Trata-se de uma ilha de lixo que flutua no Mar do Caribe, entre as costas de Honduras e Guatemala, um camada de objetos descartados que periodicamente chega às praias e que, ultimamente, tornou-se uma fonte de tensão nas relações bilaterais entre os dois países.
Embora não seja um fenômeno novo, ele é desconhecido de grande parte da comunidade internacional. Até por isso, as imagens do “mar de lixo” no norte de Honduras viralizaram nas redes sociais nas últimas semanas.
A fotógrafa britânica Caroline Power publicou várias fotos que mostravam as águas próximas à ilha turística de Roatán, cobertas de uma massa de detritos de todos os tipos.

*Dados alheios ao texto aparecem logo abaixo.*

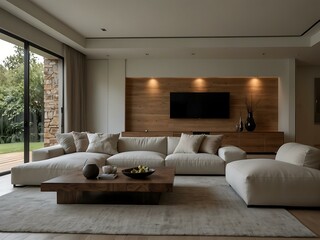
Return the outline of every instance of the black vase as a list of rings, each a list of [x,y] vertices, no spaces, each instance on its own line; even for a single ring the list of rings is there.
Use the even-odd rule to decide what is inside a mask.
[[[246,124],[244,126],[245,126],[245,128],[247,129],[248,132],[252,132],[256,128],[256,123],[254,122],[254,118],[253,118],[253,113],[252,112],[248,112],[247,121],[246,121]]]
[[[82,169],[83,176],[87,179],[96,179],[99,175],[99,167],[94,164],[86,164]]]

Após a publicação das fotos e a chegada do lixo flutuante em vários municípios da costa norte hondurenha, ambos os governos realizaram uma reunião para discutir possíveis soluções para o imbróglio que se estende há mais de três anos, de acordo com as autoridades locais.
Mas as conversas ficaram mais tensas em um ponto fundamental: quem é o principal responsável pelos derramamentos?
De um lado, Honduras acusa seu vizinho de causar a poluição que atinge as praias de Omoa, Puerto Cortés e as Ilhas da Baía. Do outro, a Guatemala diz que é o país vizinho que derrama o lixo que o afeta.
Após as reuniões bilaterais, o governo de Tegucigalpa deu a seu vizinho guatemalteco cinco semanas para controlar os vazamentos.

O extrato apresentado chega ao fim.